Ainda era noite, talvez quatro ou cinco da madrugada. Levara muito tempo para descobrir onde era o esconderijo dos lobisomens. Invadira o escritório de Dumbledore, sim, e não se orgulhava disso. Precisara de incontáveis feitiços para desativar toda a segurança posta na sala, mas, graças a Merlim, o treinamento de auror a preparara para a maioria deles. E finalmente, encontrou o que procurava. Algumas cartas endereçadas ao diretor, aparentemente de um outro lobisomem amigo deste, que havia descoberto a região em que os Comensais de Fenrir se escondiam e resolvera compartilhá-la com Dumbledore. Nisso perdera quase quatro horas, mas, enfim, aparatou o mais próximo que ousou do local: ao pé de um morro de capim alto, pedras cheias de musgo, e terra úmida, sem nenhum sinal de civilização por perto. Agora, empenhava-se a chegar ao topo, esperando pelo que encontraria quando encontrasse o lugar exato.

Deu-se conta de que corria, agora, enquanto secava o rosto e obrigava-se a ser forte. Seus passos apressados causavam cada vez mais ruídos na noite silenciosa, e mesmo sabendo que não poderia ser vista, ela não se permitiu parar. A subida era íngreme, e ela tropeçava algumas vezes, o que aumentava o barulho, e lhe tomava cada vez mais tempo, mas ela não se importava. Estava obcecada.

A apenas alguns metros da primeira gruta, então, um farfalhar de folhas na grama alta lhe chamou a atenção. Ela parou, alerta, a mão segurando firmemente a varinha dentro do bolso. Mais adiante, as vozes haviam-se calado. E ela viu, com o coração disparado, um vulto sair do meio dos arbustos, o rosto oculto pela escuridão.

- Ora, ora, ora – disse a voz rouca, como se cada palavra lhe arranhasse a garganta – Parece que temos visitas.

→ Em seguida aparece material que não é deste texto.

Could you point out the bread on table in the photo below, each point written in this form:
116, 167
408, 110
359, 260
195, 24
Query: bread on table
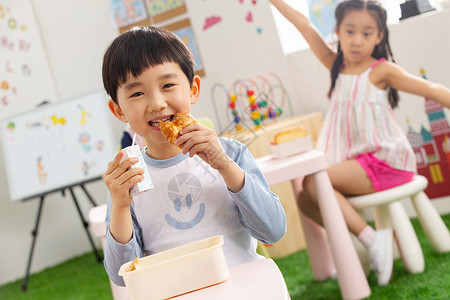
171, 129
290, 135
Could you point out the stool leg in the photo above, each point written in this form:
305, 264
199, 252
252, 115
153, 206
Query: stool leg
319, 252
383, 220
432, 223
408, 244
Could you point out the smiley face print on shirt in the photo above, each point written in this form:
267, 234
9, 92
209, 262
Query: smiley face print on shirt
184, 191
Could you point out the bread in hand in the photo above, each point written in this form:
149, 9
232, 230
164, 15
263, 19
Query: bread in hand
171, 129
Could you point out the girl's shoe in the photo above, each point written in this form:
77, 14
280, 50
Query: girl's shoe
381, 255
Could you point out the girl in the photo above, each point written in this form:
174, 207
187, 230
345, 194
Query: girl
367, 150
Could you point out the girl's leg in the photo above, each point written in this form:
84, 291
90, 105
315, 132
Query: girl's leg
350, 179
347, 178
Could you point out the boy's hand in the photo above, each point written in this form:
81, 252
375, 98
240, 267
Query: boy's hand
119, 178
202, 141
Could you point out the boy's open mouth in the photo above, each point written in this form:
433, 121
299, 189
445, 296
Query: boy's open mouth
156, 123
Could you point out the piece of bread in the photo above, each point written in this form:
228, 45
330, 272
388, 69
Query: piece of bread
171, 129
290, 135
134, 265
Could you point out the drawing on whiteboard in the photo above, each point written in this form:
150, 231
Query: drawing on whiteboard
42, 175
60, 151
84, 141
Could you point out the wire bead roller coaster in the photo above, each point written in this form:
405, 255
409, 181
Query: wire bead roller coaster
252, 102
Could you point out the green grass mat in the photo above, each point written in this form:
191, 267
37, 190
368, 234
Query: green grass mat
83, 278
433, 283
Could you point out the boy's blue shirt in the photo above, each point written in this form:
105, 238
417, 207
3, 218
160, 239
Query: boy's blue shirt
192, 203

Ela gelou. Reconhecera a voz áspera do homem a sua frente. Parado, encarando-a com os olhos frios e um sorriso malicioso, estava Fenrir Greyback.

Engoliu em seco.

- Hmmm, oi – falou hesitante – Eu vim...

- Sei para que veio – retorquiu ele – Quem a mandou, é o que me pergunto. Dumbledore? O ministro? De qualquer modo, nenhuma proposta que tenha a fazer nos interessa.

- Mas eu...

- Você achou que poderíamos ouvi-la, não? Bom, estava errada, garota burra. Não tenho tempo para ouvir as baboseiras de Dumbledore ou as ameaças do ministério.

- Não foi por isso...

- Não admito bruxos por aqui – rugiu ele –, gente de sangue puro, que se acha melhor do que nós, que sente pena, que sente medo. Nenhum de vocês é diferente, não – ele soltou uma risada rouca e grave – não importa o quanto tentem fingir. Por isso eu passei a vida reunindo todos que, como eu, carregam essa maldição. Nós somos especiais, nós merecemos dominar essa gente fraca que se pensa superior... Todos esses que, como você, menina, merecem apenas a morte – ele saboreou a palavra, a língua passando maliciosamente sobre os lábios finos, a aparência faminta. Tonks ofegou e recuou assustada.

- Não...!

No instante seguinte ela sentiu ser derrubada para trás, o corpo caiu com um baque surdo na terra molhada e fofa, a grama roçou em seu rosto. A cabeça começou a latejar, mas não teve tempo para se preocupar com isso, ele já estava em cima dela, as mãos segurando seu pescoço, fazendo-a sufocar... ela sentiu o hálito dele, quente, se aproximando, fechou os olhos e tentou se soltar... mas não havia saída, ele a mataria agora...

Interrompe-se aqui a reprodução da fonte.